Triste fim da cachorrada feroz que habita as ruas de Bucareste, na Romênia

Cachorros sem dono de Bucareste, em foto reproduzida de telegraph.co.uk

Cachorros sem dono de Bucareste, em foto reproduzida de telegraph.co.uk

 

 

 

(Faço uma pausa rapidinha nos posts sobre o norte da Espanha para comentar uma notícia surreal que acabo de ler)

 

A caminho do hotel em Bucareste, o simpático motorista do transfer que eu havia contratado (pegar um táxi no aeroporto é a mais clássica das roubadas romenas) me deu várias dicas. Uma delas foi bizarra: “olha, melhor evitar esse parque aqui, porque é um dos lugares da cidade onde matilhas de cães ferozes atacam as pessoas”. O parque em questão ficava justamente ao lado do meu hotel e em frente ao edifício do parlamento, uma das principais atrações turísticas da cidade.

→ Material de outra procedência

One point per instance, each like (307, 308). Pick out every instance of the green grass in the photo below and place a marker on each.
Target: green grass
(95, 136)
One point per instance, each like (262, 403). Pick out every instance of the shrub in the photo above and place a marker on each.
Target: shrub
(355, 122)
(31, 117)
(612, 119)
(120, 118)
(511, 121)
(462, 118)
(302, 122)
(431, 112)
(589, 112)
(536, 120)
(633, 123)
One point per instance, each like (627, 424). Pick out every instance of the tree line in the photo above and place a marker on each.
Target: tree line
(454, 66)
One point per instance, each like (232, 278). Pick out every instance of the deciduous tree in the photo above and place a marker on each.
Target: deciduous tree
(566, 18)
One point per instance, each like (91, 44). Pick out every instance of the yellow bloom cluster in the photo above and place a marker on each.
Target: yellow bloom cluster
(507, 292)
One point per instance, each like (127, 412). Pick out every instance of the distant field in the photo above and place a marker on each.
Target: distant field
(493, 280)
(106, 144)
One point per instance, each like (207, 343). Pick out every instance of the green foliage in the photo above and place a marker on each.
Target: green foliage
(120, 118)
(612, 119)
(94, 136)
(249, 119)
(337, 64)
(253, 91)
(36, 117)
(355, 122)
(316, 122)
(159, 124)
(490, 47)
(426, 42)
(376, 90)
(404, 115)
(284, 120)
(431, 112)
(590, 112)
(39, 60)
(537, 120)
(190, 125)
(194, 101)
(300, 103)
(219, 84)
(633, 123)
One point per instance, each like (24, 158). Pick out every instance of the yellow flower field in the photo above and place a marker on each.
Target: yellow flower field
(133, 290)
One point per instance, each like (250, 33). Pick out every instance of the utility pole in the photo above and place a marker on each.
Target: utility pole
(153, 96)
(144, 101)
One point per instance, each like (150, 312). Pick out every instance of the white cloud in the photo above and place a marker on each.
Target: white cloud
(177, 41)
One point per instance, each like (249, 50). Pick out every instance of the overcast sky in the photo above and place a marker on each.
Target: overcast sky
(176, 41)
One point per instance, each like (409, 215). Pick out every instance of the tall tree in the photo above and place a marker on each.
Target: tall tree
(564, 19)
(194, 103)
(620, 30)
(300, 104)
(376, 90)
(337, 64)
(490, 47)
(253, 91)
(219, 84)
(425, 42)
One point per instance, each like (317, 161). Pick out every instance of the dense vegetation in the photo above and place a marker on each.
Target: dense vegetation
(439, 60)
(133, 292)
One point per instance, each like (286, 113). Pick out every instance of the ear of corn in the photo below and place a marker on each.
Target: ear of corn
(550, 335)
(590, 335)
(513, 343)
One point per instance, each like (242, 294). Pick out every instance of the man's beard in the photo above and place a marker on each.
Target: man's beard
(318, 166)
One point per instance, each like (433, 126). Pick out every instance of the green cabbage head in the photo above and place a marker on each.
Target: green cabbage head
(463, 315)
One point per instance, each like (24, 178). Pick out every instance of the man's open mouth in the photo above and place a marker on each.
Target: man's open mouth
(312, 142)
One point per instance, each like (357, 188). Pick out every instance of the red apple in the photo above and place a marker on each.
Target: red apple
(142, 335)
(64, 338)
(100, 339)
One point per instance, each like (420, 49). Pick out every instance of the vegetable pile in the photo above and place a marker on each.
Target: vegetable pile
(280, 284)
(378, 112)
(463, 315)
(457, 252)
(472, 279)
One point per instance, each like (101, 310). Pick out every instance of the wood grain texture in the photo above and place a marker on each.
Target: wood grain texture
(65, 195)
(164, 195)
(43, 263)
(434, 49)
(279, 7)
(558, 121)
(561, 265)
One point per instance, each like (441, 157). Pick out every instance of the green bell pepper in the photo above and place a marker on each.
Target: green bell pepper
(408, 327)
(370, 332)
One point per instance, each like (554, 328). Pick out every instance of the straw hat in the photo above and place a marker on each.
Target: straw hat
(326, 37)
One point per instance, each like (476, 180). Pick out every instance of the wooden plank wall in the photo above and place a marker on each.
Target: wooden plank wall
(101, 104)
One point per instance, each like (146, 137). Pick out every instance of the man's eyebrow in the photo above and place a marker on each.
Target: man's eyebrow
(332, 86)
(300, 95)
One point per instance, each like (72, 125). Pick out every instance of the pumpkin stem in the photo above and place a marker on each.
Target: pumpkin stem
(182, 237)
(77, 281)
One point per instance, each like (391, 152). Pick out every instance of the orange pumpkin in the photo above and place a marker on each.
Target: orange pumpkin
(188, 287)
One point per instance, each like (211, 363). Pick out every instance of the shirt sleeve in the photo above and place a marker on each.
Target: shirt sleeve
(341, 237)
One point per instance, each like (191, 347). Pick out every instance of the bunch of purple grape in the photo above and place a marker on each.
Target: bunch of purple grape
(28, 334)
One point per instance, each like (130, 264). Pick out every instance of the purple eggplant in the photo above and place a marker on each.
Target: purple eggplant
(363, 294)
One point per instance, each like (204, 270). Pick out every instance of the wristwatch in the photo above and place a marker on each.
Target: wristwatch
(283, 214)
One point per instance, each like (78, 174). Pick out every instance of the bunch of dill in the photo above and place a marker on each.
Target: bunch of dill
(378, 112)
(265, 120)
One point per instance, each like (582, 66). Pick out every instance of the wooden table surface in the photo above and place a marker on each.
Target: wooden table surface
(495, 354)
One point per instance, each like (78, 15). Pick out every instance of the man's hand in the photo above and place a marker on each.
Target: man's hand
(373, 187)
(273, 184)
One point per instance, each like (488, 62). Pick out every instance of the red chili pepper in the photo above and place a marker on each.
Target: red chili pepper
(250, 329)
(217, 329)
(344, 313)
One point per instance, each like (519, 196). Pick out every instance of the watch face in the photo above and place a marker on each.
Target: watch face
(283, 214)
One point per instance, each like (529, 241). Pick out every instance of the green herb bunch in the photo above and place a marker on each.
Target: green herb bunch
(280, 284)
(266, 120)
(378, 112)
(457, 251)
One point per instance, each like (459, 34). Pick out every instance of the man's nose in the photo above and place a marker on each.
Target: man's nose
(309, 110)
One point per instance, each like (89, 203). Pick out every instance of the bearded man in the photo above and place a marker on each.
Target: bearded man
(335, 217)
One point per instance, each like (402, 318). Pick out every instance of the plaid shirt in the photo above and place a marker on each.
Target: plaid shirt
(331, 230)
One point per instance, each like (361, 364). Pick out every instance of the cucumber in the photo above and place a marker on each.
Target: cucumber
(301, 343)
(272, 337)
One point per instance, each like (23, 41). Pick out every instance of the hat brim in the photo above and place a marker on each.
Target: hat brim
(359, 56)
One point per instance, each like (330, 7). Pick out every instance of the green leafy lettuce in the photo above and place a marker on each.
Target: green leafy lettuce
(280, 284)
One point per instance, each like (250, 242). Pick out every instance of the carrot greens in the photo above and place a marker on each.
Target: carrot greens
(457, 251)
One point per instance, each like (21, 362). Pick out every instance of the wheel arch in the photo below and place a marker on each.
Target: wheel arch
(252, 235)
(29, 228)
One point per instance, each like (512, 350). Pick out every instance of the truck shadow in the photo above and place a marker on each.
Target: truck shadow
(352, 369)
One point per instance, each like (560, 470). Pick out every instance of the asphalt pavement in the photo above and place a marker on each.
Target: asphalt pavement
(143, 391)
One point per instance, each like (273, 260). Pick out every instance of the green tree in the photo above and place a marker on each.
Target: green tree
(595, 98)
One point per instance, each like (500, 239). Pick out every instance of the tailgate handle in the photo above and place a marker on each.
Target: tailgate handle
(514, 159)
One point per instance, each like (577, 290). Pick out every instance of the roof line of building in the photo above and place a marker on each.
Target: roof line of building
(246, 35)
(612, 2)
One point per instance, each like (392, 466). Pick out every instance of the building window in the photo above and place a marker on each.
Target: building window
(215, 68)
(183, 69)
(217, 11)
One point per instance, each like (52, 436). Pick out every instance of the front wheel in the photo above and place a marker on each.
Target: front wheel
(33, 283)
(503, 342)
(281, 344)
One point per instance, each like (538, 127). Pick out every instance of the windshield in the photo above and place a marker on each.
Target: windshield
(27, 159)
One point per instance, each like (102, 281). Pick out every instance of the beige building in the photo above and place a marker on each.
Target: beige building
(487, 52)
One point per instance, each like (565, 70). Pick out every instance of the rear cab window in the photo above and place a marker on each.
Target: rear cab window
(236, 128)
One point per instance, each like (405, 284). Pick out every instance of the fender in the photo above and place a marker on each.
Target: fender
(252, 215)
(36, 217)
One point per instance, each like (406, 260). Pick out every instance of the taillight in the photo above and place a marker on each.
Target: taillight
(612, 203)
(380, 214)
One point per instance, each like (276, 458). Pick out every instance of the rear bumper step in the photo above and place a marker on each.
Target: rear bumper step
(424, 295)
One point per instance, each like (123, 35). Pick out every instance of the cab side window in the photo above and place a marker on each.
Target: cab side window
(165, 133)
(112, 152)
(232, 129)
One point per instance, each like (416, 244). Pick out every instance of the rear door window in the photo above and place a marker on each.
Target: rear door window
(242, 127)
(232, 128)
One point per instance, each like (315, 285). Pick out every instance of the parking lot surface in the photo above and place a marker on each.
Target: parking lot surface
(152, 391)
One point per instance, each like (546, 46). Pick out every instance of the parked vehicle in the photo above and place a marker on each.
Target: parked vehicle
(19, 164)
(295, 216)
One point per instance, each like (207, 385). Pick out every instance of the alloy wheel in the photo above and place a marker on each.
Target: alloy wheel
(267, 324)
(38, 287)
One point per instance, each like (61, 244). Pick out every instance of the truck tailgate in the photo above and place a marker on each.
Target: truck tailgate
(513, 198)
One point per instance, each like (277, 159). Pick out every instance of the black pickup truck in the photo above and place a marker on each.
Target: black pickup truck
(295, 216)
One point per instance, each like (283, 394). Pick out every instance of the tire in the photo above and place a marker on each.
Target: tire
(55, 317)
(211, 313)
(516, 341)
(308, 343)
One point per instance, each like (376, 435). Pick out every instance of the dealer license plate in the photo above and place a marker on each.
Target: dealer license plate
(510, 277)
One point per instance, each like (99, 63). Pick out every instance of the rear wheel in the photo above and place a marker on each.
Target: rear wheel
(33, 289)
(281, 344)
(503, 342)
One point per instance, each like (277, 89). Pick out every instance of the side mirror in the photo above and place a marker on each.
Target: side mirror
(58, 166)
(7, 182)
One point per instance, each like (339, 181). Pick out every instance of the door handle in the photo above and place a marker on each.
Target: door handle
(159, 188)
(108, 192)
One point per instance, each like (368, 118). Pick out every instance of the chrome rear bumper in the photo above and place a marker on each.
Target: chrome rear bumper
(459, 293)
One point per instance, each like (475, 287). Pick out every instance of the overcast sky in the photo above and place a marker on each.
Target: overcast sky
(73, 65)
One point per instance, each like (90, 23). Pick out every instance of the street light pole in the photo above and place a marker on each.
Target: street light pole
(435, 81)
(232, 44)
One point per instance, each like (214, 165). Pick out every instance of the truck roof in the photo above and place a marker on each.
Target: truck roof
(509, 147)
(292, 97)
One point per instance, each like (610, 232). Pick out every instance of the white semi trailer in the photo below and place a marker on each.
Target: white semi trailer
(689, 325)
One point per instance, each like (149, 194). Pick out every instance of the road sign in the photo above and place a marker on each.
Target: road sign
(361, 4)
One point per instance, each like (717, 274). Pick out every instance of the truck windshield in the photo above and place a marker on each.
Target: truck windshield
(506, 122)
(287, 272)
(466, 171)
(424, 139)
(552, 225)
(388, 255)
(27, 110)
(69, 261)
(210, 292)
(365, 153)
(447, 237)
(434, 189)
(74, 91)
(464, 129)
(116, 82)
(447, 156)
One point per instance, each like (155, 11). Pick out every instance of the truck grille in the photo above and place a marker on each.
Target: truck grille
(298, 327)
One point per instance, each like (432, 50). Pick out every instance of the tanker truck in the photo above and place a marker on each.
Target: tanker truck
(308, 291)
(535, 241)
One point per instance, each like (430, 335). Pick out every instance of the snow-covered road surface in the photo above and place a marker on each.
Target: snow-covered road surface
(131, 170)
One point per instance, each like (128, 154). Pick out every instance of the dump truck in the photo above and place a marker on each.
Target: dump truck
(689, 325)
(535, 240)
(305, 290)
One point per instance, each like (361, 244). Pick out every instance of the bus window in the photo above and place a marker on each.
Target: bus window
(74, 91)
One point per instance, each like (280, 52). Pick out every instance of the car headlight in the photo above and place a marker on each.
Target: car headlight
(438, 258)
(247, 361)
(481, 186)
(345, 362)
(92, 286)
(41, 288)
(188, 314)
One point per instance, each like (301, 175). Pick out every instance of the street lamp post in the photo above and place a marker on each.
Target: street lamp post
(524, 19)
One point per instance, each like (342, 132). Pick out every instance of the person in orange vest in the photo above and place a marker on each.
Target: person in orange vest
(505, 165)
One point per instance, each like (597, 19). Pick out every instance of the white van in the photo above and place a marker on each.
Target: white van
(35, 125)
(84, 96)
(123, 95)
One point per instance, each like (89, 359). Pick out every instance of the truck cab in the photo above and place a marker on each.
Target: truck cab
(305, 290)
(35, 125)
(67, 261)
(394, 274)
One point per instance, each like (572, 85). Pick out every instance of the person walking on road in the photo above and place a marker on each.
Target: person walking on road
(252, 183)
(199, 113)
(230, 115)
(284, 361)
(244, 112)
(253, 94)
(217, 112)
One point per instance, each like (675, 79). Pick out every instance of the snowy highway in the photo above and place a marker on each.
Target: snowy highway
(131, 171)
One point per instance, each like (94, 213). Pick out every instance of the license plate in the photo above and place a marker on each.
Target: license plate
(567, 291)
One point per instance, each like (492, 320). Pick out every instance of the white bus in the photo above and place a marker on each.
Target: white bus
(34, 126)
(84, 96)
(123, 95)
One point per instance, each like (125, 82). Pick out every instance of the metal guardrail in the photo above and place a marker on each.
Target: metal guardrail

E, até aquele momento, eu julgava que pegar um atalho por ali seria a melhor maneira a chegar ao centro antigo. “Diz a prefeitura que deu uma limpada na área, mas de qualquer forma é bom não bobear”, completou ele.

 

Tem tudo para ser lenda urbana. Mas não é. O parlamento romeno acaba de aprovar uma medida que permitirá que a prefeitura de Bucareste inicie uma caça sistemática aos vira-latas da cidade, para seu extermínio. A ideia é um horror, e vem gerando uma polêmica sem fim. Mas é, também, uma solução desesperada.

 

Uma alternativa bem mais dócil não funcionou: a adoção de cães sem dono já é extensamente praticada na cidade (dizem que até o presidente romeno tem alguns ex-moradores de rua). Mas não há amor pelos animais que dê conta do recado. PASME: são 65 mil cachorros vagando pela metrópole de 2 milhões de habitantes, responsáveis por 16 mil ataques ao ano (uma média de 43 ao dia!). Recentemente, um menino de 4 anos foi morto, o que acabou levando à aprovação da medida drástica.

 

A cachorrada fora do controle é mais um efeito colateral surreal do comunismo. Quando o regime foi instaurado, teve início a desapropriação de casas para a construção dos famigerados blocos de edifícios comunitários (que hoje em dia se putrefazem nos bairros menos centrais da cidade). Obrigadas a se mudar a esses apartamentinhos, muitas famílias tiveram que deixar pra trás os seus cães. A vida na rua foi fazendo que, de geração em geração, os animais fossem retomando os seus instintos selvagens – e ferozes. E deu no que deu.